Dass Mercedes angesichts der anhaltenden Topform des Werksteams seinen Vorzugsstatus beibehalten möchte, ist firmenpolitisch nachvollziehbar. Im Sommer vergangen Jahres hatte Christian Horner, Teamchef von RB Racing, ein Ausbrechen aus der aktuellen Machtstruktur gefordert. Der Brite schlug vor, dass ein externer Fachmann vom Schlage eines Ross Brawn die neuen Regeln erarbeiten solle. Wenig verwunderlich fand Horner kaum Unterstützung. Die Teams schmetterten den Vorschlag im August 2015 ab. Auch die FIA konnte sich mit der Idee, dem Ex-Teamchef dreier Teams solche Verantwortung zu geben, nicht anfreunden.
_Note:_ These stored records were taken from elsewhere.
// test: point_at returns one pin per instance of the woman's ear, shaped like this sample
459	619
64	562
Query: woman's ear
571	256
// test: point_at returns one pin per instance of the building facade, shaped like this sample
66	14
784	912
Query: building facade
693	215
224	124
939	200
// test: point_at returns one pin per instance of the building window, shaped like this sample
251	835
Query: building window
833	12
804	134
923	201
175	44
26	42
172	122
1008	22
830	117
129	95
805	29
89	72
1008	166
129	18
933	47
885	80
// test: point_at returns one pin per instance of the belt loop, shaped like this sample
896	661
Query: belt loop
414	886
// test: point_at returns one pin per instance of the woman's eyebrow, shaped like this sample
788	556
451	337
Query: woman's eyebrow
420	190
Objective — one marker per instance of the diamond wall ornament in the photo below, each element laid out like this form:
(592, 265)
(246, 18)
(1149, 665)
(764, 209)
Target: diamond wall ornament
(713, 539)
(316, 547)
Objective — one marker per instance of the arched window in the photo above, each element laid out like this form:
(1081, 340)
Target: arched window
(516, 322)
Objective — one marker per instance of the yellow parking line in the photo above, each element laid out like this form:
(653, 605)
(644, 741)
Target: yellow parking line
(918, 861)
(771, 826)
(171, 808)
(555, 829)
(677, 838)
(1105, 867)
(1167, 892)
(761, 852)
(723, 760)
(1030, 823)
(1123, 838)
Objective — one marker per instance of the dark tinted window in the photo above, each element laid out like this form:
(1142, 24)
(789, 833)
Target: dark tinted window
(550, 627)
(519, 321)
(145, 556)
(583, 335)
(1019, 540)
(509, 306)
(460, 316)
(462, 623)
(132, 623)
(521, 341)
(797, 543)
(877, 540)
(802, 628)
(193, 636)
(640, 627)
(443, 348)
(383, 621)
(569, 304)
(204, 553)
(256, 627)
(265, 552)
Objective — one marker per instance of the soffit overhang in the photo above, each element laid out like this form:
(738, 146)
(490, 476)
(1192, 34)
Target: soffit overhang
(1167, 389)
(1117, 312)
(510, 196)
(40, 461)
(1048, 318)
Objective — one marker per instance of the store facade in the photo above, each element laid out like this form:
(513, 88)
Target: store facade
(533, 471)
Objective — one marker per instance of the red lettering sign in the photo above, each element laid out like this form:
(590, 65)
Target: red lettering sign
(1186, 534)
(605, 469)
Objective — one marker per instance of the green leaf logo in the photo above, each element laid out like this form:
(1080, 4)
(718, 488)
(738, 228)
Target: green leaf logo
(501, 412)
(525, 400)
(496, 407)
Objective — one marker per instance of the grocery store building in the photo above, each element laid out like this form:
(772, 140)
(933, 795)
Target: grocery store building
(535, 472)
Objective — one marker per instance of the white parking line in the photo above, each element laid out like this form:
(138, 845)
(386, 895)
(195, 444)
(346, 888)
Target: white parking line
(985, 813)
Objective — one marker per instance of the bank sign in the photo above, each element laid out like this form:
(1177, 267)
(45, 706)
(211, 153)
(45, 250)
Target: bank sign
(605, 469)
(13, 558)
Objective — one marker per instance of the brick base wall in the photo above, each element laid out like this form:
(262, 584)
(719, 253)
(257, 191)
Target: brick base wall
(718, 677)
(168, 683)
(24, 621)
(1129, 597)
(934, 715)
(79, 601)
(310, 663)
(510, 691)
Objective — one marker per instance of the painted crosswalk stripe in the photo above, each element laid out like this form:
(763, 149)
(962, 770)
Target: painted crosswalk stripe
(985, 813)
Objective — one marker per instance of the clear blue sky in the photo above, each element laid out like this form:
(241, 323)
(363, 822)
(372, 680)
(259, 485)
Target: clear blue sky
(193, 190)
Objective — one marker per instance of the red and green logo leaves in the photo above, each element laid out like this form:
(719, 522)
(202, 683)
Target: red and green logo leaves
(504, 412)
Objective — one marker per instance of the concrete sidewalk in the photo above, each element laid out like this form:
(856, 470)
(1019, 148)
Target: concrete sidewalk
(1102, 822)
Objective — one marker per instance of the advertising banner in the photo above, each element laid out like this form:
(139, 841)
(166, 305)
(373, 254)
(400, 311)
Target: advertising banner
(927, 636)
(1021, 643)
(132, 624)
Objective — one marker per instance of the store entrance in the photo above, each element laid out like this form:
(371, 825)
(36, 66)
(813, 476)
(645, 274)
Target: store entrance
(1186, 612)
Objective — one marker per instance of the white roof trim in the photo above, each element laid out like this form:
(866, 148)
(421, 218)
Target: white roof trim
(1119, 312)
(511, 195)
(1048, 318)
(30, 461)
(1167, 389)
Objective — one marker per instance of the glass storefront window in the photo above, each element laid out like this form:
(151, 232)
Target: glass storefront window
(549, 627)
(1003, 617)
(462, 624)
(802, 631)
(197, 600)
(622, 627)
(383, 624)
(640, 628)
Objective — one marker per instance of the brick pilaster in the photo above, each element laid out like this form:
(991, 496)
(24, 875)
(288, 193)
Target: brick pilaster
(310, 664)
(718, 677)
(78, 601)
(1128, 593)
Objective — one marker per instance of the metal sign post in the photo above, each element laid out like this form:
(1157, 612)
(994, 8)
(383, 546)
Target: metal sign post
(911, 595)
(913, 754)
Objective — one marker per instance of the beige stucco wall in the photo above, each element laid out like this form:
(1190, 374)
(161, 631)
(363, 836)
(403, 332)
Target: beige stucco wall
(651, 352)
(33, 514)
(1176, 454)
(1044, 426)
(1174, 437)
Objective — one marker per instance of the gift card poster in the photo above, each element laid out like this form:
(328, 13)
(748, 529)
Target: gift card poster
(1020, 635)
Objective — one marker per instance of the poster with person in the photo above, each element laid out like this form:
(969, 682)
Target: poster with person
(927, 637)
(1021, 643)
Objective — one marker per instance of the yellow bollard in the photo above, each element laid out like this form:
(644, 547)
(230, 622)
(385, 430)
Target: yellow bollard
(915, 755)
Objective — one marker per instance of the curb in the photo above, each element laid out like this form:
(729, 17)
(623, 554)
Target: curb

Zuletzt hatten sich die Formel-1-Fahrer zu Wort gemeldet: In einem offenen Brief prangerten sie das derzeitige Konstrukt zur Regelfindung deutlich an. "Die Teams kommen bezüglich der Regeln nicht auf einen Nenner – niemals", sagt Jenson Button nun im Gespräch mit ESPN. Das Problem bestünde darin, dass für solche Änderungen alle Teams mit einer Stimme sprechen müssten. "Die FIA sagt, dass der Weltverband das Heft in die Hand nehmen sollte. Das stimmt vielleicht wirklich", so der Brite.

"Mein Team wird es nicht mögen, wenn ich das jetzt so sage, aber ich denke, dass es jemand von außerhalb machen müsste", erklärt Button. Solange man sich Expertenmeinungen einhole und somit zu logischen Lösungen unter anderem im Bereich der Aerodynamik käme, spräche nichts gegen eine externe Regelhoheit. "Ross wäre da großartig geeignet", meint der McLaren-Pilot. "Jeder glaubt an ihn und an das, was er alles erreicht hat – wenn er doch bloß Interesse daran hätte. Ich denke aber, dass er derzeit zu gern zum Angeln geht."

"Wir Fahrer wollen nicht die Welt verändern, aber wir sind emotional bei der Sache und lieben unseren Sport", sagt Button, der als leitende Figur in der Fahrergewerkschaft GPDA engagiert ist und einst für das Überraschungsteam von Ross Brawn fuhr. "Vor allem wir älteren Kerle wissen noch, wie es sich anfühlte, als die Autos anstrengend zu fahren waren. Damals ging es darum, wer in den schnellen Ecken die dicksten Eier hatte und darum, wer die beste Nackenmuskulatur hatte. Das ist nun komplett anders."

"Die Autos sind nun viel fortgeschrittener. Es braucht nun viel mehr Köpfchen. An anderer Stelle vermissen wir aber etwas", weiß der Weltmeister von 2009. "Man wird die Regeln nicht allein aufgrund von Äußerungen und Meinungen der Fahrer ändern. Das verstehe ich, denn wir sind sehr emotional und die wirtschaftlichen Aspekte sind nicht unser Ding. Wir lieben aber unseren Sport und wollen deshalb helfen. Wir wollen, dass die Fans unseren Sport lieben, denn ohne Fans würde die Formel 1 nicht existieren."